As you may know, Cindy and I lost our precious son, Brian, at age 18 in a sudden tragic car accident on February 2, 2013. The phone call we received early that morning is a phone call every parent hopes they never receive. It is not something that you can prepare for and certainly is not something you can hide from. The days to come after Brian’s death were filled with pain and anguish we have never experienced before but we were also beginning to feel a glimmer of hope. Friends and family were immediately at our doorstep to help in any way they could. I imagine it’s a feeling of helplessness and an overwhelming desire to ease the pain and suffering of others. We have felt this pain firsthand and it has changed Cindy, my children Kevin, Julie, Christie and my life forever. As time has passed and Brian is now buried, Cindy and I feel a renewed vibrant positive energy which has been bestowed upon us by the community and all of you! Only through the experience of our son’s death have we come to realize the compassion and overwhelming sense of goodness that all people have within themselves to help transform an unfathomable tragedy into a state of hope.

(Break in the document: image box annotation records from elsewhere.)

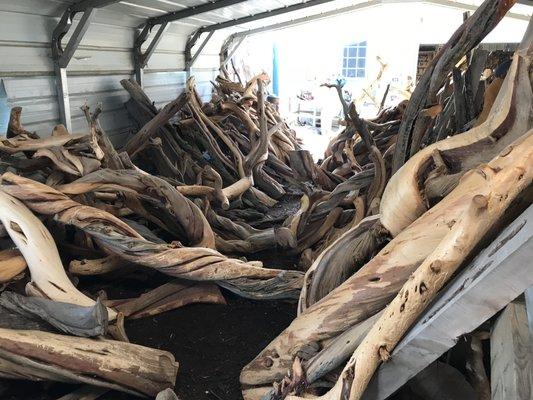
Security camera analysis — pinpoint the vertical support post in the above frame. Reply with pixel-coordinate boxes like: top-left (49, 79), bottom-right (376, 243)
top-left (135, 62), bottom-right (144, 87)
top-left (185, 31), bottom-right (215, 79)
top-left (52, 7), bottom-right (96, 132)
top-left (133, 22), bottom-right (168, 87)
top-left (54, 62), bottom-right (72, 133)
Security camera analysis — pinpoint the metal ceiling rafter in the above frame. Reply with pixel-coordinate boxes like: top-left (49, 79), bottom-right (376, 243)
top-left (133, 0), bottom-right (247, 86)
top-left (52, 0), bottom-right (119, 132)
top-left (220, 0), bottom-right (383, 67)
top-left (217, 0), bottom-right (533, 68)
top-left (185, 0), bottom-right (335, 73)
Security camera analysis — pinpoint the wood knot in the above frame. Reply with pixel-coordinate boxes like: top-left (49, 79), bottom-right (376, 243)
top-left (472, 194), bottom-right (489, 208)
top-left (429, 260), bottom-right (442, 274)
top-left (378, 345), bottom-right (390, 362)
top-left (500, 146), bottom-right (513, 157)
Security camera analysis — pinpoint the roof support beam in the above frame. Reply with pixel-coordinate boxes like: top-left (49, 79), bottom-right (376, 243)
top-left (197, 0), bottom-right (334, 33)
top-left (185, 31), bottom-right (215, 72)
top-left (135, 0), bottom-right (247, 86)
top-left (70, 0), bottom-right (120, 13)
top-left (146, 0), bottom-right (247, 26)
top-left (218, 0), bottom-right (382, 68)
top-left (185, 0), bottom-right (334, 70)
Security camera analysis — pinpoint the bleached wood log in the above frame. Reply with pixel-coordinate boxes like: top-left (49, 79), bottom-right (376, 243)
top-left (0, 173), bottom-right (303, 299)
top-left (380, 18), bottom-right (533, 236)
top-left (0, 190), bottom-right (116, 320)
top-left (241, 131), bottom-right (533, 396)
top-left (0, 328), bottom-right (178, 396)
top-left (0, 249), bottom-right (27, 283)
top-left (363, 206), bottom-right (533, 400)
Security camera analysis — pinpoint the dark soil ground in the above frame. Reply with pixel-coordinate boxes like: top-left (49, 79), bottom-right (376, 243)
top-left (0, 292), bottom-right (296, 400)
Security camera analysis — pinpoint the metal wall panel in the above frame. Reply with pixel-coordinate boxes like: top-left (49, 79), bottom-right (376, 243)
top-left (0, 0), bottom-right (218, 145)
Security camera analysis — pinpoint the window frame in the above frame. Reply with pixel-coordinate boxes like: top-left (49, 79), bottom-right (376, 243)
top-left (341, 40), bottom-right (368, 79)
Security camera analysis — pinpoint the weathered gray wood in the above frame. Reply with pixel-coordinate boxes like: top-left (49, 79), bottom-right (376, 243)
top-left (155, 388), bottom-right (180, 400)
top-left (490, 300), bottom-right (533, 400)
top-left (57, 385), bottom-right (109, 400)
top-left (0, 292), bottom-right (108, 337)
top-left (363, 206), bottom-right (533, 400)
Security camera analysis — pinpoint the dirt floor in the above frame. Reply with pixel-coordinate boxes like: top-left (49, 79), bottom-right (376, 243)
top-left (0, 292), bottom-right (296, 400)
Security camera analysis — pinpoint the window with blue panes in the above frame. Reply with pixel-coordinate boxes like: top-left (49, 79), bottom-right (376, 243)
top-left (342, 40), bottom-right (366, 78)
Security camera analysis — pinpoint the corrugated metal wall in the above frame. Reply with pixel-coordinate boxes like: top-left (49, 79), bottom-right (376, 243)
top-left (0, 0), bottom-right (218, 145)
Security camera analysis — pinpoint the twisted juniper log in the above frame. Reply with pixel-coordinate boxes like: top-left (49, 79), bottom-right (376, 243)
top-left (0, 328), bottom-right (178, 398)
top-left (392, 0), bottom-right (516, 173)
top-left (288, 129), bottom-right (533, 400)
top-left (57, 169), bottom-right (215, 248)
top-left (0, 173), bottom-right (302, 298)
top-left (241, 130), bottom-right (533, 400)
top-left (0, 292), bottom-right (108, 337)
top-left (380, 19), bottom-right (533, 236)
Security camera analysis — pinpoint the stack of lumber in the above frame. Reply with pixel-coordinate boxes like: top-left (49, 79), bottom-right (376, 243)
top-left (0, 0), bottom-right (533, 400)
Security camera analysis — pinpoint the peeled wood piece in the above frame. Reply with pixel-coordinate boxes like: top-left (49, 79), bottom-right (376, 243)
top-left (0, 249), bottom-right (27, 283)
top-left (288, 134), bottom-right (533, 400)
top-left (0, 328), bottom-right (178, 397)
top-left (241, 132), bottom-right (533, 396)
top-left (57, 169), bottom-right (215, 248)
top-left (0, 173), bottom-right (302, 298)
top-left (108, 279), bottom-right (226, 319)
top-left (392, 0), bottom-right (516, 173)
top-left (0, 190), bottom-right (116, 320)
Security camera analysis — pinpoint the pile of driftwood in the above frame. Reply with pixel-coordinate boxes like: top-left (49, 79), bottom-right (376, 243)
top-left (241, 0), bottom-right (533, 400)
top-left (0, 0), bottom-right (533, 400)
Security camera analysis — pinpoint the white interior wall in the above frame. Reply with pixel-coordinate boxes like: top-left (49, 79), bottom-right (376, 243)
top-left (232, 2), bottom-right (528, 116)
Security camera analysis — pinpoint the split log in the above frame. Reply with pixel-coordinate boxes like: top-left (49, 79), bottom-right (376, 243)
top-left (241, 131), bottom-right (533, 396)
top-left (380, 20), bottom-right (533, 236)
top-left (0, 173), bottom-right (302, 298)
top-left (0, 328), bottom-right (178, 396)
top-left (392, 0), bottom-right (516, 173)
top-left (106, 279), bottom-right (226, 319)
top-left (0, 249), bottom-right (27, 283)
top-left (289, 130), bottom-right (533, 400)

Everyone who knew Brian says he was an inspiring, respectful, happy young man, full of life and looking forward to the future in so many ways. Smart, positive, funny and kind-hearted are all words that come up again and again when people describe him. Those of you who knew Brian know of his character and accomplishments. Brian was a great role model athletically, academically and spiritually to many people he knew. He carried a 4.5 GPA at school and was an accomplished golfer. In looking through his personal journals after his death, we found he prayed three times a day, in the morning, at lunchtime and before he went to bed. Brian was an extremely positive person who genuinely cared about people and how they felt. As a leader, he led by example and character. His determination, integrity and enthusiasm in life were palpable. One of Brian’s last achievements was recently realized when we received his acceptance letter to the University of North Carolina at Chapel Hill shortly after his death. UNC Chapel Hill was his top college pick at the time of his death.

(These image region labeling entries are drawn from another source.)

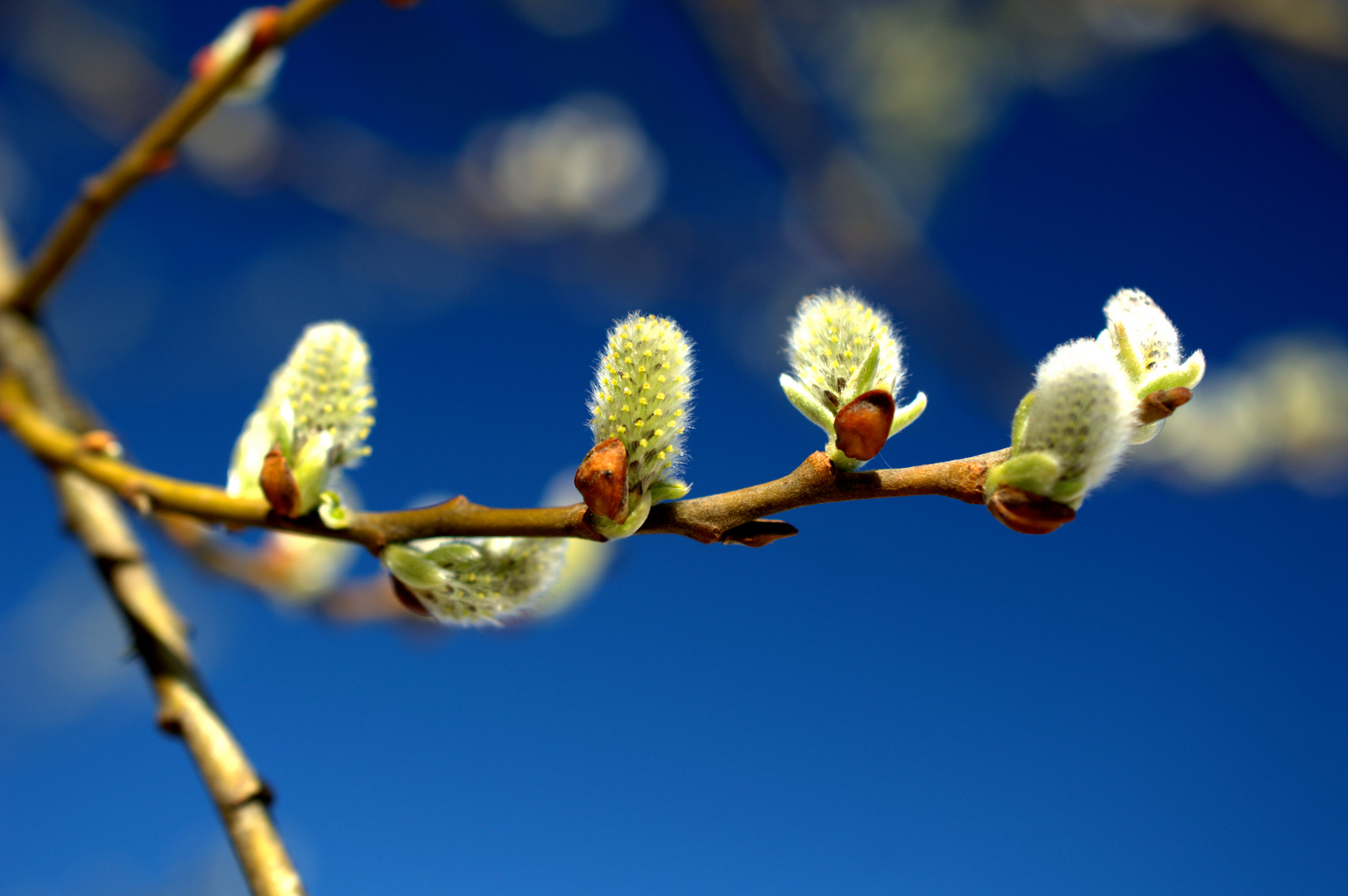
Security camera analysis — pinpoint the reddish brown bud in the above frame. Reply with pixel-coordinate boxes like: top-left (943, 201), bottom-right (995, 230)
top-left (721, 520), bottom-right (801, 547)
top-left (188, 46), bottom-right (216, 80)
top-left (252, 7), bottom-right (286, 52)
top-left (257, 446), bottom-right (300, 518)
top-left (833, 389), bottom-right (894, 460)
top-left (575, 438), bottom-right (627, 523)
top-left (80, 430), bottom-right (121, 457)
top-left (388, 575), bottom-right (430, 616)
top-left (1138, 385), bottom-right (1193, 423)
top-left (145, 147), bottom-right (178, 175)
top-left (988, 485), bottom-right (1077, 535)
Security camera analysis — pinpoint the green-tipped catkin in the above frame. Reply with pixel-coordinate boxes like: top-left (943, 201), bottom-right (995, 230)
top-left (987, 339), bottom-right (1138, 508)
top-left (1099, 290), bottom-right (1206, 445)
top-left (589, 314), bottom-right (693, 538)
top-left (379, 538), bottom-right (566, 626)
top-left (780, 287), bottom-right (926, 469)
top-left (227, 322), bottom-right (374, 514)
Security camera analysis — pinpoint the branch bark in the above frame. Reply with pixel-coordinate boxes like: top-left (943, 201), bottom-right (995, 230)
top-left (4, 0), bottom-right (342, 317)
top-left (0, 310), bottom-right (305, 896)
top-left (0, 366), bottom-right (1009, 553)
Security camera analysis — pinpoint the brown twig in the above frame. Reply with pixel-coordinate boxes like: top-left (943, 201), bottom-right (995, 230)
top-left (2, 0), bottom-right (341, 317)
top-left (0, 310), bottom-right (305, 896)
top-left (52, 469), bottom-right (305, 896)
top-left (0, 366), bottom-right (1006, 553)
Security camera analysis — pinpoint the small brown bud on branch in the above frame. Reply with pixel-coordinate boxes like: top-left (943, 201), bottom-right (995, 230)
top-left (833, 389), bottom-right (894, 460)
top-left (575, 436), bottom-right (627, 523)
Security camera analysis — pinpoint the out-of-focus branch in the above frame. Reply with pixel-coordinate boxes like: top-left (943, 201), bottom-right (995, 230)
top-left (52, 469), bottom-right (305, 896)
top-left (0, 374), bottom-right (1006, 553)
top-left (4, 0), bottom-right (341, 317)
top-left (0, 310), bottom-right (305, 896)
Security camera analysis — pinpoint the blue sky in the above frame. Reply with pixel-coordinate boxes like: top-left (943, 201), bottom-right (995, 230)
top-left (0, 0), bottom-right (1348, 896)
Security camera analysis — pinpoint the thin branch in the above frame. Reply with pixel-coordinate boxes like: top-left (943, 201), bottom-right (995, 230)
top-left (0, 366), bottom-right (1009, 553)
top-left (52, 469), bottom-right (305, 896)
top-left (4, 0), bottom-right (341, 317)
top-left (0, 310), bottom-right (305, 896)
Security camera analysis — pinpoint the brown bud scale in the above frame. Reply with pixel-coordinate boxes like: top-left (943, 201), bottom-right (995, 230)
top-left (575, 436), bottom-right (627, 523)
top-left (257, 446), bottom-right (300, 519)
top-left (833, 389), bottom-right (894, 460)
top-left (388, 575), bottom-right (430, 617)
top-left (1138, 385), bottom-right (1193, 423)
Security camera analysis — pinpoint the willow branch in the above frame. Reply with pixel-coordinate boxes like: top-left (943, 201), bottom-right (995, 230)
top-left (0, 310), bottom-right (305, 896)
top-left (0, 376), bottom-right (1007, 553)
top-left (4, 0), bottom-right (341, 317)
top-left (52, 469), bottom-right (305, 896)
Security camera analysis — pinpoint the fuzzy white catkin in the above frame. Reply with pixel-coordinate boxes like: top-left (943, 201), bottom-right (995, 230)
top-left (1099, 290), bottom-right (1181, 374)
top-left (787, 287), bottom-right (903, 412)
top-left (227, 321), bottom-right (374, 512)
top-left (589, 313), bottom-right (693, 494)
top-left (1016, 339), bottom-right (1138, 497)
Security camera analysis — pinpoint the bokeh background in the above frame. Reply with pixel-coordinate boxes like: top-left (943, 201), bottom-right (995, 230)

Only in death do we realize just how many lives one individual can touch in such a short lifetime and in such a positive way! We are now realizing that Brian’s death was not in vain because so much good and hope have been instilled in so many people he knew. As parents and as a family, we hope to bring meaning and benefit to a senseless tragedy that can never make sense, which has brought us to the focus of memorializing our son for the betterment of others. My wife and I have been given this opportunity to make good come from the death of our son. We have created a charitable fund in memory of Brian. The Brian N. Hoeflinger Memorial Fund is intended to benefit organizations, programs and projects that reflect Brian’s life passions and determination to succeed as well as encompass his continual desire to help and comfort others. Our hope is that these grants would touch the lives of others in a positive direction as did Brian N. Hoeflinger. All donations to Brian’s fund are for a charitable cause and are 100% tax deductible. Our goal is to sustain the fund into perpetuity.

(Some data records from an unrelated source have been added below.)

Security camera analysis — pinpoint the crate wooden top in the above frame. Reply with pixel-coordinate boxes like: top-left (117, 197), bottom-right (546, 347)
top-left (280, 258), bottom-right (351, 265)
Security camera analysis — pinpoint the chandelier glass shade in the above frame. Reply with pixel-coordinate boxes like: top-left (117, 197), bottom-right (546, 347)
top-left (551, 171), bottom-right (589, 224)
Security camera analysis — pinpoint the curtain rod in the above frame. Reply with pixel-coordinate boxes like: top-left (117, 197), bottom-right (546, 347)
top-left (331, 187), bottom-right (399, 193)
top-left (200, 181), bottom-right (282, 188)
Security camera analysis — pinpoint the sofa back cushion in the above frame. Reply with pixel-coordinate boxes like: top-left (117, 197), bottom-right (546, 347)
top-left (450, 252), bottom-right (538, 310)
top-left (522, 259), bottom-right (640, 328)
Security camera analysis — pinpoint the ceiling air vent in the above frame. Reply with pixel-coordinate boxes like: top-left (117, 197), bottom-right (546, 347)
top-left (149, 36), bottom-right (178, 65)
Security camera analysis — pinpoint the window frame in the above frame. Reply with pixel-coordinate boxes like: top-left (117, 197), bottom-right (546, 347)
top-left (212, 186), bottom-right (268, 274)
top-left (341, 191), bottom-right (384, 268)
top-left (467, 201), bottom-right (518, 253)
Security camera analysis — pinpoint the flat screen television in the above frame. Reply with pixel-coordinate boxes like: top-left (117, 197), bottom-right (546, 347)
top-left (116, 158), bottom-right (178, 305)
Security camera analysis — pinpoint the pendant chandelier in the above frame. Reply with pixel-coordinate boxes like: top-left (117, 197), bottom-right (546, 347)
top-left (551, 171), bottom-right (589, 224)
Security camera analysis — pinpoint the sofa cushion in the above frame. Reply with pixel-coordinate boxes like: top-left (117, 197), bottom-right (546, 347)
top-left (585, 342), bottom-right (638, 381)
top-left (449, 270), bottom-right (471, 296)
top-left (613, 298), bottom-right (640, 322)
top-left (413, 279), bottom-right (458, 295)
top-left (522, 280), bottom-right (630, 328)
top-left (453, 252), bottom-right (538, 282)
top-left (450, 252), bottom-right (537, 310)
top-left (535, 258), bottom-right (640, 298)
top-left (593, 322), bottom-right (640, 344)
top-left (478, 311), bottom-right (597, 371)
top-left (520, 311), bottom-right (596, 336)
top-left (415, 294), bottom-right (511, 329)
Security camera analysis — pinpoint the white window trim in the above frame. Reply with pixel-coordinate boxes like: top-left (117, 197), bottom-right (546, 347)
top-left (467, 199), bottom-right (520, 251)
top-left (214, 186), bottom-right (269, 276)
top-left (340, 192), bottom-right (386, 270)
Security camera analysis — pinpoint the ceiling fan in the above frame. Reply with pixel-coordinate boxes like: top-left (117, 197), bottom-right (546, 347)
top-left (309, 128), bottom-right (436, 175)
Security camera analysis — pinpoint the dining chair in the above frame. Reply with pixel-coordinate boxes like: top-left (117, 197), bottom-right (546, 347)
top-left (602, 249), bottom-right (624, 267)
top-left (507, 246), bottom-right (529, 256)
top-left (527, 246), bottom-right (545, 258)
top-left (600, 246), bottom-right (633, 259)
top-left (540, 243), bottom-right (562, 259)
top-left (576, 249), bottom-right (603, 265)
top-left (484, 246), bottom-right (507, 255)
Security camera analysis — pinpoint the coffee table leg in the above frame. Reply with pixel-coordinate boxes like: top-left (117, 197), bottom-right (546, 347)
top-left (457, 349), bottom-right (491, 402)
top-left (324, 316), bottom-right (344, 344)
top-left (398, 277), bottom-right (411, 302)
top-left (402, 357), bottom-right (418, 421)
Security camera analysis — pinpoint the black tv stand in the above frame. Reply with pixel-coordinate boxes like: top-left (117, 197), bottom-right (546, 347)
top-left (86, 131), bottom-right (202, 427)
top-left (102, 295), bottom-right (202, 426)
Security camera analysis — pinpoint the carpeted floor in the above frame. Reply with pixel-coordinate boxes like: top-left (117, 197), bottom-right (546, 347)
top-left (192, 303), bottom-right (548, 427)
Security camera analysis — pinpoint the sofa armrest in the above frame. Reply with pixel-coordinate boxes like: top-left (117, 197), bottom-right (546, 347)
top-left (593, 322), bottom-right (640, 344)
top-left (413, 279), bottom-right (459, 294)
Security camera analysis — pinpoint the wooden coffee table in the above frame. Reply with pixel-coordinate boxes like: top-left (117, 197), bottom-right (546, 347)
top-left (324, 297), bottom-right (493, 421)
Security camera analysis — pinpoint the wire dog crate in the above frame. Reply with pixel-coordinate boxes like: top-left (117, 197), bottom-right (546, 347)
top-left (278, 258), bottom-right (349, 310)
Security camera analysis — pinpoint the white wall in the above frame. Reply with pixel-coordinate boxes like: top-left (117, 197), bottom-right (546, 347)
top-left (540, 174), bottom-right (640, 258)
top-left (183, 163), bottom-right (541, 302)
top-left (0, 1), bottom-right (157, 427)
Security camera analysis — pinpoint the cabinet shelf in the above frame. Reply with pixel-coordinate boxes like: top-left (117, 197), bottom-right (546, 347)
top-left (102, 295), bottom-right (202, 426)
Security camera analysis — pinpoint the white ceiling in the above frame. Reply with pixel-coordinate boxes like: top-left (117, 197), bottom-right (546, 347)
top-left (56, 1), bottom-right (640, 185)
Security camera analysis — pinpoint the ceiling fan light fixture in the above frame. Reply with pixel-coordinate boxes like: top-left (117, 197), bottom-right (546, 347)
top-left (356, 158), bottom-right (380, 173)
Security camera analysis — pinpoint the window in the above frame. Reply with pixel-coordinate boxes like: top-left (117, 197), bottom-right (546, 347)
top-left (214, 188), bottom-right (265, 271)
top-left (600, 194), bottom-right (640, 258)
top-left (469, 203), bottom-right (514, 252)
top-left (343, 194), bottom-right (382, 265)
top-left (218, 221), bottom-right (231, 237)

Brian recently wrote a paper for school called, “Message in a Bottle”. The paper was to reflect to someone else what he learned in life thus far. The final line of his paper read, “Even the smallest of accomplishments is greatly appreciated in the eyes of a positive person because it is another step in the right direction”. That is how my son Brian lived his life and that is how we hope his legacy will always be remembered.
Thank you for your time and consideration!